Cobb: We used to have this thing called propaganda, [but] now we call it fake news. I think we are uncomfortable with that word. Essentially what we're talking about is propaganda, [as well as] propaganda war and conflicts. We should be very straightforward about that and willing to kind of confront it for what it is...that's what I meant by that.
Jenna Caldwell, Engagement Editor: Anti-blackness has been pretty historic within the U.S., but we also see it globally. You said you went to Russia earlier, which has been called a "racist state." How do you think this global anti-blackness has come about, especially in places where black people have never occupied, like eastern Asia?

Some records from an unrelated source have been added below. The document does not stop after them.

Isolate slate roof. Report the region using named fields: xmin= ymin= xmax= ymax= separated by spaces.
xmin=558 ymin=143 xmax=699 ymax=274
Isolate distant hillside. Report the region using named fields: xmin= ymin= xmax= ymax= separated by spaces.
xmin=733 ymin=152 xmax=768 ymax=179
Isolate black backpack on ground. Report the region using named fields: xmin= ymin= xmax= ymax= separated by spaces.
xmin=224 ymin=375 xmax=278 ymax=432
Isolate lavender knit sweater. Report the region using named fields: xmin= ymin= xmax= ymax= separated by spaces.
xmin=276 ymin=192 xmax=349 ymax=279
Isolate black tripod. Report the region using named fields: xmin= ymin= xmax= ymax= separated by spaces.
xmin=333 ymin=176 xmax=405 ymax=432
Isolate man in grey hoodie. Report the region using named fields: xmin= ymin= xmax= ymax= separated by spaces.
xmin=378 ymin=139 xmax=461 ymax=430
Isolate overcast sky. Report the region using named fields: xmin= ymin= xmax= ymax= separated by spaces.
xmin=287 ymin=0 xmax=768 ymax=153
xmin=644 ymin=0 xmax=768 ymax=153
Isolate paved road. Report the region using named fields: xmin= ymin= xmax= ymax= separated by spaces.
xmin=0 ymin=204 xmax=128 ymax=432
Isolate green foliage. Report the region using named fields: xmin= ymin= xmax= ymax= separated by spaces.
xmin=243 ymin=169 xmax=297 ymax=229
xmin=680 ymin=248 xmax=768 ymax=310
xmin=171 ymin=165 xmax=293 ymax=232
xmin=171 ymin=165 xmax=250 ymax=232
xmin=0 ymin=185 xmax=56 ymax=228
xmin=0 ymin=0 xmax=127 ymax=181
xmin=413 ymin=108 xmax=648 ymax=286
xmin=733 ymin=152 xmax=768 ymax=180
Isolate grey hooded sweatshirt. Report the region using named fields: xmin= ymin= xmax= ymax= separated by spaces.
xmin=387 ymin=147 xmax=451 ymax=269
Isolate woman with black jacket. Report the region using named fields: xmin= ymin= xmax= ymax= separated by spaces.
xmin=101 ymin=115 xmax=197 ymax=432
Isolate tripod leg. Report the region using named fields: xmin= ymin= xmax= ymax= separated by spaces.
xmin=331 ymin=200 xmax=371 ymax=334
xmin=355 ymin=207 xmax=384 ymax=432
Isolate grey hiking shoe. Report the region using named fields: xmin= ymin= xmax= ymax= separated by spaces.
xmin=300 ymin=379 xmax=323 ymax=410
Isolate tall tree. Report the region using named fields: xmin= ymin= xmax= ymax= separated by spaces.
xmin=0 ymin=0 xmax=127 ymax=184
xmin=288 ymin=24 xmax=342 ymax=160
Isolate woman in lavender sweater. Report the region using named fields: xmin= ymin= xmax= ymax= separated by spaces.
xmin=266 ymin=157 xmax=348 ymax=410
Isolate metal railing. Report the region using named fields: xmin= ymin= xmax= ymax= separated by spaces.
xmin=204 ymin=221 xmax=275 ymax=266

Cobb: Yes so there's racism in Russia, but it's hard to put that within the context of global anti-blackness because the primary form of racism there is directed at Asians, not black people. There's a much more intimate history between Asians and white Russians and that's kind of the main source of conflict there. [Additionally,] the Soviet Union had this long history of anti-racism. A kind of younger generation is breaking [away from] this past that the Soviets had in terms of anti-colonialism, civil rights and so on, [which] is part of that dynamic as well. Even though there is racism there, we shouldn't confuse that with the sort of racism of the transatlantic trade slave, through slavery, Jim Crow and whatever kind of variety we see here, or the colonialism we see in the Caribbean and so on. It's a different kind of dynamic. But there is a good book called "Racisms" by [Francisco] Bethencourt . He talks about the way in which what we think of as racism now is very different from how it was historically conceptualized. And that's a good kind of starting point [for understanding this issue].